Esta localidad de unos 10.000 habitantes se ubica a poco más de una hora de Roma por carretera, en concreto en las faldas de los montes Hérnicos en los Apeninos, y a pesar de ser una pintoresca villa con alguna que otra joya arquitectónica, lo que más destaca de este secreto de la región del Lacio es sin duda que es uno de los grandes centros termales de Italia; de hecho, por él han pasado nombres tan ilustres a lo largo de la historia como Miguel Ángel o Pablo Picasso, entre muchos otros.
Así es el pueblo termal de Fiuggi, a solo una hora de Roma
El pueblo de Fiuggi se enclava en la provincia de Frosinone y su casco histórico se erige en un cerro a casi 750 metros de altitud sobre el nivel del mar, y su historia se remonta a la época hérnica, antes del dominio de Roma sobre Europa; fue precisamente en los tiempos de los romanos cuando se dieron los primeros testimonios de las aguas con propiedades curativas que emergían un poco por debajo de la villa.
El espíritu medieval de la localidad perdura en prácticamente todos los rincones de la villa y en tesoros arquitectónicos como el Palacio Falconi o el de la Fuente, así como en la Colegiata de San Pedro (siglo XVII), en la Iglesia de San Esteban o la Iglesia de Santa María del Colle. Eso sí, la razón por la que tantas figuras se han acercado al pueblo a lo largo de la historia no está en su alto centro urbano, sino más abajo en la colina.
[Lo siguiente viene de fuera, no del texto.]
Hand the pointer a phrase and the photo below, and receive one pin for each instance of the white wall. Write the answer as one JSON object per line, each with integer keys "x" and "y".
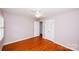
{"x": 49, "y": 29}
{"x": 36, "y": 28}
{"x": 67, "y": 29}
{"x": 63, "y": 29}
{"x": 17, "y": 27}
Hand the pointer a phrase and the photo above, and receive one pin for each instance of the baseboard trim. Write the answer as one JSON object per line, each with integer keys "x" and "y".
{"x": 60, "y": 44}
{"x": 19, "y": 40}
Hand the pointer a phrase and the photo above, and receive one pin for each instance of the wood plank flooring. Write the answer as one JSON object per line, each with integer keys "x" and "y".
{"x": 34, "y": 44}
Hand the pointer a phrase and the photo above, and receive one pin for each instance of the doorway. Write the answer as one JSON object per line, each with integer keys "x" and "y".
{"x": 38, "y": 28}
{"x": 41, "y": 28}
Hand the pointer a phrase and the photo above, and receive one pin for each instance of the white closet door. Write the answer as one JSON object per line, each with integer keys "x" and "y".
{"x": 50, "y": 29}
{"x": 36, "y": 28}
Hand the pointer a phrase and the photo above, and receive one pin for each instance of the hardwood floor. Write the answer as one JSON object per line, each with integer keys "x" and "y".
{"x": 34, "y": 44}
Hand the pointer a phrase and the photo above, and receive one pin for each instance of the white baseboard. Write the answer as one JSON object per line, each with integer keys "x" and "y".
{"x": 17, "y": 40}
{"x": 60, "y": 44}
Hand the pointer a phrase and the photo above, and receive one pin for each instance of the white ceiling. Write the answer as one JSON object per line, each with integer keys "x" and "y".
{"x": 47, "y": 12}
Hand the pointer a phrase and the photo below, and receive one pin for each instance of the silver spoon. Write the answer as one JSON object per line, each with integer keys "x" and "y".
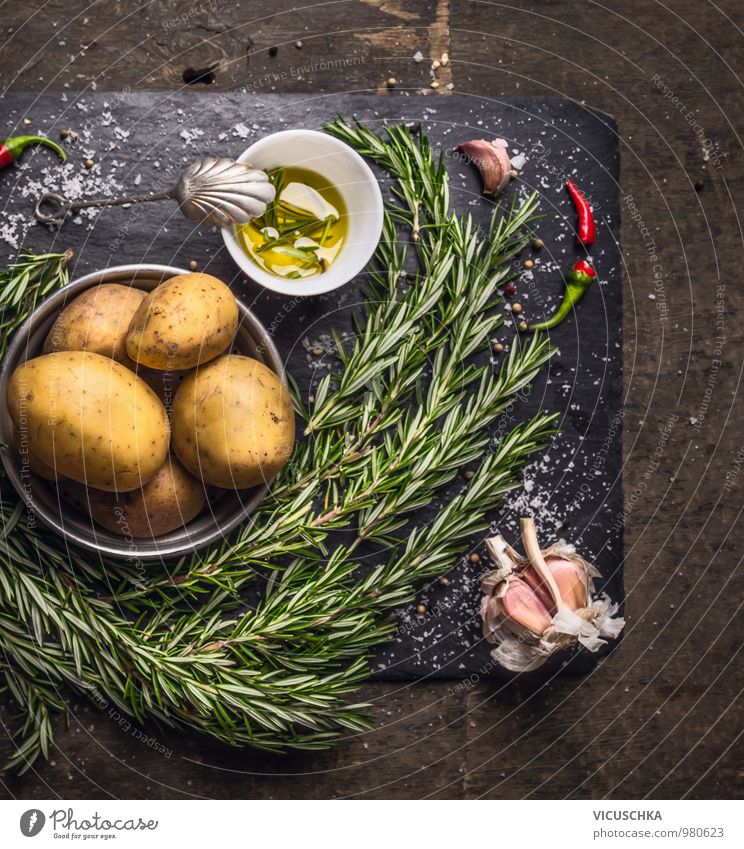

Las aguas mineromedicinales de Fiuggi y un hotel de lujo
La gran atracción de Fiuggi son sus aguas termales con propiedades curativas, las cuales se dieron a conocer de verdad con el Papa Bonifacio VIII (natural de la zona) en el siglo XIII, convirtiendo a este enclave en uno de los lugares de retiro favoritos para El Vaticano; de hecho, el mismísimo Miguel Ángel utilizó sus aguas para aliviar sus dolores, lo que hizo de esta villa un destino de peregrinación de los amantes del termalismo.
A pesar de que durante algunos años pareció caer en declive, una inversión millonaria ha devuelto al Palazzo Fiuggi, el hotel construido en torno a las aguas, su estatus dentro del turismo de bienestar. Este alojamiento de lujo tiene su origen en el año 1913, cuando se levantó siguiendo los cánones del ‘art nouveau’, y por él han pasado nombres tan ilustres como el artífice de la Basílica de San Pedro, algunos miembros de la extinta monarquía italiana, Pablo Piccasso o Jeff Bezos.